The idea that there is a max level of optimization are all well and good but that has nothing to do with how software releases work or anything in the real world in general. Improvements are incremental and things are "improved" over time. Sometimes it's just better code is implemented, other times it's improvements in tech that push the optimizations. Things like FPU, MMX, SSE (X), on board memory controlers (impacting pre-fetching added by the compiler), branch prediction improvements causes changes in the compiler. That's why there is a P4 flag on intels compilers vs shorter pipeline processors, HW designs have different compiler optimizations...
bitvector wrote:Shining Arcanine wrote:That's great. And had you originally said that, I wouldn't have taken issue with that particular statement.Allocation of registers is modeled as graph coloring and graph coloring is NP-Complete. Therefore the calculation is NP-Complete.
But everything else you said in the quoted reply reads like gibberish. The words you used have meaning, but they don't make much sense when read in the order you supplied them.
Shining Arcanine wrote:People's mental frameworks seem to be so different from mine that anything more than a sentence or two does not translate and is interpreted as gibberish. If you have any suggestions on how I can be more clear, I would be happy to hear about them. Please private message them to me to avoid polluting the thread.
Crayon Shin Chan wrote:This thread is still alive! for a while I thought the participants had given up...
Shining Arcanine wrote:Wikipedia calls it the P versus NP problem:
Your argument that compilers can't be continually optimized makes little sense. Intel for CPU and AMD/Nvidia for graphics come out with optimizations with every release of the compiler/driver. This happens with JVMs as well. Some of them are in the compiler itself while others are in libraries.
Meadows wrote:Shining Arcanine wrote:People's mental frameworks seem to be so different from mine that anything more than a sentence or two does not translate and is interpreted as gibberish. If you have any suggestions on how I can be more clear, I would be happy to hear about them. Please private message them to me to avoid polluting the thread.
Please read every single post Glorious ever made before commenting further, to avoid polluting the thread.
jihadjoe wrote:
bitvector wrote:Shining Arcanine wrote:Wikipedia calls it the P versus NP problem:
Oy. I'll put in my vote for the lock, morphine. It's clear he's going to continue to repeat the same misinformation (in an infinite loop which, if you believe the implication's of SA's blather, can be detected by brute forcing 3-SAT).
SA wrote:Run this on a GPU and >95% of the floating point calculations will disappear from the CPU. That is how it is meant to be played.
Shining Arcanine wrote:If you want to talk about misinformation, talk about the thread title. People keep posting with the assumptions that I wrote the thread title, that the thread has anything to do with its title and that the thread title encapsulates everything said in the thread in a manner that makes them experts on the actual thread contents.
TheEmrys wrote:Foul!
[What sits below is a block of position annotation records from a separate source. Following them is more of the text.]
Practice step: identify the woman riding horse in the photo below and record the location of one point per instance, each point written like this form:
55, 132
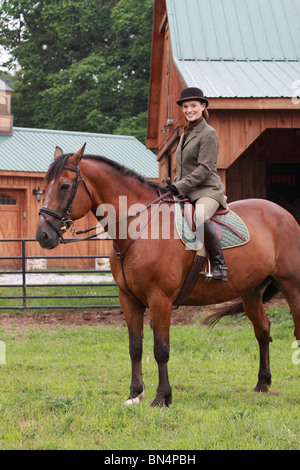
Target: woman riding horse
197, 176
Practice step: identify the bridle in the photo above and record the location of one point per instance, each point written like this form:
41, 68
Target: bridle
65, 216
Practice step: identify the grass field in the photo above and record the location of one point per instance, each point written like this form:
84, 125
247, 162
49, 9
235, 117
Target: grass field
64, 389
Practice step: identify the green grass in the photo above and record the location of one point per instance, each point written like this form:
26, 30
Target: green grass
64, 389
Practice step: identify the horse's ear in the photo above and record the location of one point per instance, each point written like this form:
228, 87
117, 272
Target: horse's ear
58, 152
75, 159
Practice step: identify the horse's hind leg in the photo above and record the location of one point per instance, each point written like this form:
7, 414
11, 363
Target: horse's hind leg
134, 316
290, 288
160, 310
255, 311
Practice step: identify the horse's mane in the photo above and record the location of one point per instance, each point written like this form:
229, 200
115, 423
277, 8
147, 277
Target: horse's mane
58, 164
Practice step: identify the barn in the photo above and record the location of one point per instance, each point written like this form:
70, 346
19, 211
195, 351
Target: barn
25, 156
245, 56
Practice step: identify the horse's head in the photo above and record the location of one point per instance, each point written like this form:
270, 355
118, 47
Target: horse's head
66, 198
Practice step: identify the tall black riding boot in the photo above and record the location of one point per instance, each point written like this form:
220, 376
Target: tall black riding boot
212, 244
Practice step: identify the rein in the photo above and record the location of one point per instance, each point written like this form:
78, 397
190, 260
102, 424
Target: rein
67, 222
65, 216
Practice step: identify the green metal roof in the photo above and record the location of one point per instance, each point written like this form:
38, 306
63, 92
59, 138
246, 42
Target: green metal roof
237, 48
33, 150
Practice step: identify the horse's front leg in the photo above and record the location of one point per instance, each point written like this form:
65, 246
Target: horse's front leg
134, 317
160, 310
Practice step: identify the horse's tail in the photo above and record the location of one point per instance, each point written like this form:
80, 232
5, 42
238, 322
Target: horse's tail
237, 307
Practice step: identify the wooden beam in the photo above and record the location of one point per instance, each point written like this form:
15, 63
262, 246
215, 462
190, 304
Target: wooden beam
253, 103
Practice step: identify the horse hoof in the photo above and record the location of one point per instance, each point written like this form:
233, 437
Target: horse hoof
162, 401
261, 389
135, 401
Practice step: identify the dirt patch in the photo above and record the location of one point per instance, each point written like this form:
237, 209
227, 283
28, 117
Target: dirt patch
101, 318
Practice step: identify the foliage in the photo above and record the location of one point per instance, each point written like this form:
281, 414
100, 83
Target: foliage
84, 65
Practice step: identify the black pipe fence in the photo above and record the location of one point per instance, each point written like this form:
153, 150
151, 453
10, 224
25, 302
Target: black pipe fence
23, 300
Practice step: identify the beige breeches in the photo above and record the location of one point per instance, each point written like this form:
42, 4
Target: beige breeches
205, 207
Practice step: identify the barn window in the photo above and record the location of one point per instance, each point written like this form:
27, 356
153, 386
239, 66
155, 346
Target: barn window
6, 200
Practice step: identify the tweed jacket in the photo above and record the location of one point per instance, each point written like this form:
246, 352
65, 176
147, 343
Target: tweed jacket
196, 160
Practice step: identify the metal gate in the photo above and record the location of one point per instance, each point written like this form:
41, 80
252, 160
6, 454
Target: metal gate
22, 300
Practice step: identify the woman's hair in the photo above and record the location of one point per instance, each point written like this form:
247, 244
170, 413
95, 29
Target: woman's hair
205, 114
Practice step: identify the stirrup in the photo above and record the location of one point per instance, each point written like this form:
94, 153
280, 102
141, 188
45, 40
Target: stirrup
208, 275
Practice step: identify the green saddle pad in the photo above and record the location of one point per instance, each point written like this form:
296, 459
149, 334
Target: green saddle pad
232, 231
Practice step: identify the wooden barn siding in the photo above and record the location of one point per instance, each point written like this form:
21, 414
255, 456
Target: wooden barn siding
28, 222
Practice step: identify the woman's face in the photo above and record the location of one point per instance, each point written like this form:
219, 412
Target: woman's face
192, 110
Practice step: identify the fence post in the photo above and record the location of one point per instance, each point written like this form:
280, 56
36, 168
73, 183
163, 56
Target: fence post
23, 274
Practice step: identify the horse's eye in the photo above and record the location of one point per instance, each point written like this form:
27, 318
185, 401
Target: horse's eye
64, 186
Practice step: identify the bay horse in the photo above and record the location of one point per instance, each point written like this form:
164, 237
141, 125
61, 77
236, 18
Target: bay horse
150, 272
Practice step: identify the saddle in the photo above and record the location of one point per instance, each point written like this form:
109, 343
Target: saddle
229, 227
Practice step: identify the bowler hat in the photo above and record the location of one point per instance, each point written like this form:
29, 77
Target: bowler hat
192, 94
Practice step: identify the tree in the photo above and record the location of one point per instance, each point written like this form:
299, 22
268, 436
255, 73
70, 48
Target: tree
84, 65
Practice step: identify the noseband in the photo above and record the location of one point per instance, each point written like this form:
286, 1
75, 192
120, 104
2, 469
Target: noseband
65, 216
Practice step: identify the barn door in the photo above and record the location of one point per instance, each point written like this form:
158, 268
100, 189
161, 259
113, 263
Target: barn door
10, 226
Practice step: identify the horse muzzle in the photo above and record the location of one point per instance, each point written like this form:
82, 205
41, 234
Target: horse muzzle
47, 235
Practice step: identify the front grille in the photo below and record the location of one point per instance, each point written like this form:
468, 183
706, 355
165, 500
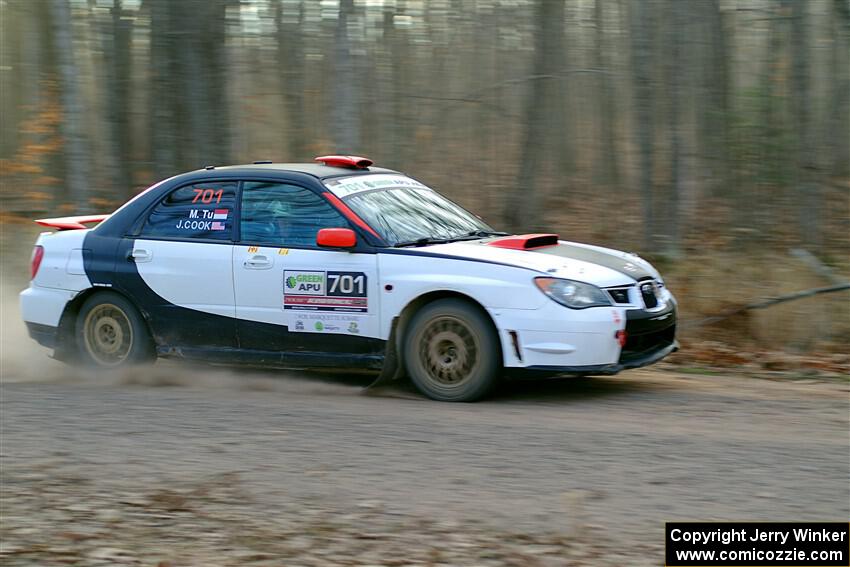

You carried the anti-fpu flag throughout the first 4 pages of discussion on server-grade cpu's, and then play the "I didn't write the topic" card.
Shining Arcanine wrote:... to avoid polluting the thread.
Glorious wrote:Lock the thread from the mod panel, it's the only way to be sure.
Shining Arcanine wrote:Run this on a GPU and >95% of the floating point calculations will disappear from the CPU. That is how it is meant to be played.
I.S.T. wrote:Glorious wrote:Lock the thread from the mod panel, it's the only way to be sure.
**** that. Nuke from orbit. THAT is the only way to be sure.